Взгляды мгновенно обратились к новеньким. Девушки поздоровались, батраки что-то невнятно пробормотали, одна Мамаша ответила протяжно и слащаво:
— Добрый день, добрый день, доченьки!
После дойки из коровника явились постоянная батрачка и пастушка, привезенная только вчера. О правилах хорошего тона тут не имели представления и никого ни с кем не знакомили. Вошедшие, словно обиженные чем-то, угрюмо глянули на новеньких и даже не поздоровались.

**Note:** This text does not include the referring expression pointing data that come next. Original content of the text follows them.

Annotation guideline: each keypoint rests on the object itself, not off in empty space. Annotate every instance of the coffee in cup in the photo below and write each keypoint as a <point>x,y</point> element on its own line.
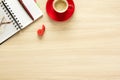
<point>60,6</point>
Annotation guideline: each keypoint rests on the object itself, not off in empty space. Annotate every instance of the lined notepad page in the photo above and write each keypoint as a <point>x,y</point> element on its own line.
<point>6,30</point>
<point>21,14</point>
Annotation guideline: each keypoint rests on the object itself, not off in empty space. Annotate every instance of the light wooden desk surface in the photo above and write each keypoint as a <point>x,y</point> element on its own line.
<point>86,47</point>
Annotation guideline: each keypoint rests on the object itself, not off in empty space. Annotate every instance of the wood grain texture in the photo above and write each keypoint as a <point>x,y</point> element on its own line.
<point>86,47</point>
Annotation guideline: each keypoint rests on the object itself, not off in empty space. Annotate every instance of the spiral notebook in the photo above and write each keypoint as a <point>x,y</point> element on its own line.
<point>13,17</point>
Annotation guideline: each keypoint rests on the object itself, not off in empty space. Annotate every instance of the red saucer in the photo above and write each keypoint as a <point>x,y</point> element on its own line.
<point>58,17</point>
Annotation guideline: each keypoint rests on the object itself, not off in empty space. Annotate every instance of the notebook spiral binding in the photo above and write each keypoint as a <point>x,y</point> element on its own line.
<point>11,15</point>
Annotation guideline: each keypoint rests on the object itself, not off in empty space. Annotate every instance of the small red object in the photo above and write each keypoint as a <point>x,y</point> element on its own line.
<point>40,32</point>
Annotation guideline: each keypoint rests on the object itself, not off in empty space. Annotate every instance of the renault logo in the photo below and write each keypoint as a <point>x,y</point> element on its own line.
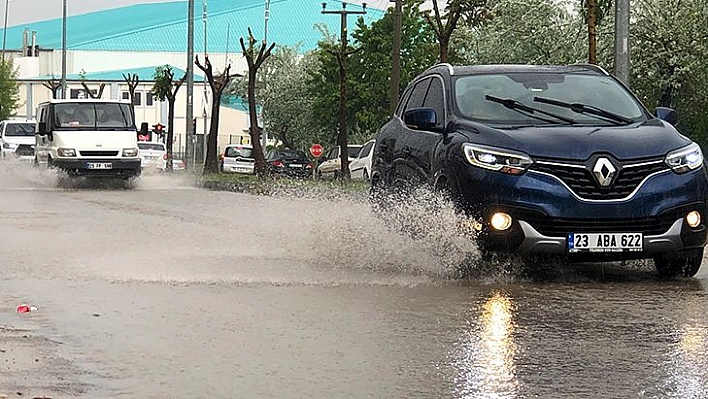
<point>604,171</point>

На обед подали гороховый суп со свининой. На столе стояло ведро кваши и лежал каравай хлеба. Первым налил себе супу в тарелку хозяин, затем батраки и наконец — батрачки. Алиса оказалась самой последней. Мясо было для нее чересчур жирным, от него слегка мутило, она не привыкла и к кваше, кислому пойлу, которое мать никогда не подавала, немного смущало и то, что все громко хлебали и никто не пользовался вилкой, а каждый лез своим ножом в миску, отрезал себе кусок мяса, клал на толстый ломоть хлеба и придерживал пальцем. Алиса с трудом справилась только с супом.
— Кушай, кушай, доченька! А то сил не хватит работать, — нараспев говорила старушка, ела сама, стоя у плиты, откуда хорошо было видно, что творится за столом. Все посмотрели на Алису, и она густо покраснела.
— Ты, Эльзыня, останешься со мной, — сказала старуха пастушке, — а вы, новенькие, пойдете с Алмой в хлев. Она вам все покажет.
В «Лиекужах» хозяйка батраками не распоряжалась. Что делать в поле, указывал хозяин или старший батрак, а в хлеву или саду — мать хозяина. Пример трудолюбия подавала Алма, широкоплечая, лобастая и жидковолосая девица с огрубевшими от работы руками. Ее открытый взгляд словно каждому говорил, до чего она сознательна, честна и правдива. Алма работала в «Лиекужах» еще до войны, она не оставила хозяев и в беженских скитаниях. Алма занимала отдельную комнатушку в конце лестницы — свидетельство расположения хозяина, которое она от всего сердца старалась оправдать. Остальные работники иногда пошучивали, будто у Алмы тайные виды на хозяина, но это были пустые разговоры. Если бы Алма когда-то или сейчас и питала какие-то чувства, то они были бы так глубоко скрыты, что потревожить никого не могли, оставались незаметными даже для самой Алмы.
По пути в свинарник Алма глянула на Алисины ноги и укоризненно бросила:
— Кто же в свинарник в туфельках ходит!
Хозяин ни постол, ни деревянных башмаков, обещанных при найме, еще не выдал, на Алисе были те самые туфли на низком каблуке, в которых она приехала.
— Шикарные у нас работницы в это лето.
— Другой рабочей обуви у меня нет, — оправдывалась Алиса.
В свинарнике Алма первой взяла вилы в руки. Поросята, принесенные лишь две-три недели тому назад, сразу обступили ее, тычась рыльцами в чулки и башмаки.
— Ну, ну, ну, — выпятив губы, откликалась Алма на повизгивание поросят, одной рукой отгоняя малышей, а другой выгребая навоз.
— Что нам делать? — шепотом спросила Алиса Ольгу.